It's hard not to, if one is to discuss war. I have to use some country's fighters.
-Penguin
It was a reasonable hypothetical example, I think you're fine.
The best argument towards continuing the F-35 project IMO, despite the upward spiraling costs, is that all the nations we're going to sell them to besides ourselves really want some kind of next generation fighter aircraft. Better that it comes from us (the US) than from the Russians, French, or Chinese. Because if the US doesn't supply it, those other countries will, and then they will build their capabilities for creating and maintaining many nation's aircraft while our (the US') capabilities suffer.
According to Wikipedia on the F-35, 3100 are due to be built for nine US allied nations, compared to 2400 being built for the US military itself. So well over half of the production is going elsewhere, and no matter how expensive the aircraft ends up being, that ratio will probably remain constant. If the US scraps the project, that's a lot of money being funneled to other nation's military aircraft industries, to the benefit of their economy and not ours.

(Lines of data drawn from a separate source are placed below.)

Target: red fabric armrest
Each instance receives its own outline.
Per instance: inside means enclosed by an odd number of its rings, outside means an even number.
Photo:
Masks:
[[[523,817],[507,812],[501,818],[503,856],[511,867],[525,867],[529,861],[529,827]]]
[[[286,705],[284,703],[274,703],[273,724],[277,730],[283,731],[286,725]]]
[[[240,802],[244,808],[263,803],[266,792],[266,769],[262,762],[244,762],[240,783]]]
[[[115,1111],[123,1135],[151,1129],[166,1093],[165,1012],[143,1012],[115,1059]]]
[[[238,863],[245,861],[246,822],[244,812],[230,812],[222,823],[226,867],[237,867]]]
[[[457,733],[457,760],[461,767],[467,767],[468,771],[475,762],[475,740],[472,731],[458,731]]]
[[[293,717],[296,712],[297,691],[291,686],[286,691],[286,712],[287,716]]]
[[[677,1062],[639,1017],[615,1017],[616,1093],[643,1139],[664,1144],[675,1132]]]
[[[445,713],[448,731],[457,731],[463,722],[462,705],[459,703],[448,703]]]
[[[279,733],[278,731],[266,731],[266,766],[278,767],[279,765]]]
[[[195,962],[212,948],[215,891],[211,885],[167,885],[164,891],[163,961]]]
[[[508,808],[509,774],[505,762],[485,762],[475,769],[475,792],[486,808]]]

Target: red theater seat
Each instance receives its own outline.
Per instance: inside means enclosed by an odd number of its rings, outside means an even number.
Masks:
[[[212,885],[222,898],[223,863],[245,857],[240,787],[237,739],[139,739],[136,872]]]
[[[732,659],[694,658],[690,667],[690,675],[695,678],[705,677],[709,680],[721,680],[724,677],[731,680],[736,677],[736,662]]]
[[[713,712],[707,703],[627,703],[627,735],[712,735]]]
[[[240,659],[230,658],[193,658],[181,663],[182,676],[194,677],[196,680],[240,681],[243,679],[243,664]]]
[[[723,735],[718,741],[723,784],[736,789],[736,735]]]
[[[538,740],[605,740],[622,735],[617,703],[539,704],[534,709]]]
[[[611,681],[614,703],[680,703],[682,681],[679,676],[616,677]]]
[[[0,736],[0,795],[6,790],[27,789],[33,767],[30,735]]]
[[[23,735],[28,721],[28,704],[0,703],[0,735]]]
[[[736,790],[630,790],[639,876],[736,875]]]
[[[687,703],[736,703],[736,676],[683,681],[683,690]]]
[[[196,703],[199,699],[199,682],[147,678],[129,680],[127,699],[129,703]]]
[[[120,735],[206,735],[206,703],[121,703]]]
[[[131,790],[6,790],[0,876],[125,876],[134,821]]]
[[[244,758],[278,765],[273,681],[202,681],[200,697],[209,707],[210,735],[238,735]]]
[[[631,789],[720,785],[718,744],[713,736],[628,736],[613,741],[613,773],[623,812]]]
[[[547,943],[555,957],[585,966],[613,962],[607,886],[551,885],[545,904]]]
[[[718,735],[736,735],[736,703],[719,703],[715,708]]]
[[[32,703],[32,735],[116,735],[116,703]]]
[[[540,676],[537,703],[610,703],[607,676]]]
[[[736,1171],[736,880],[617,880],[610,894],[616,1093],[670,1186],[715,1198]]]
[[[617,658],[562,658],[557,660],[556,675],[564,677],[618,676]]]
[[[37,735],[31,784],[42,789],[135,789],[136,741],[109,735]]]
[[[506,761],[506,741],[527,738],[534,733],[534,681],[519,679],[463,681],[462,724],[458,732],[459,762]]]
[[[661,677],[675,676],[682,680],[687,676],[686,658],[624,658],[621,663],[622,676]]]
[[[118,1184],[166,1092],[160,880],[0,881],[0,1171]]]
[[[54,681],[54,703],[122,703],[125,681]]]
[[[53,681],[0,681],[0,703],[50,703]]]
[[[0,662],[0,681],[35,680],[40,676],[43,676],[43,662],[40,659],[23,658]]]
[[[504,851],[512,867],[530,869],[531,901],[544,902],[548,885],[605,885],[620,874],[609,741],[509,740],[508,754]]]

The question is really whether the aircraft is going to end up like the V-22 and eventually be something that can be built and depended upon, or should it be considered a sunk cost and scrapped. Before you say sunk cost, you have to consider all the economic elements, including the costs of putting all the people working on the project into the unemployment line, and essentially outsourcing those jobs to the countries I named in the previous paragraph.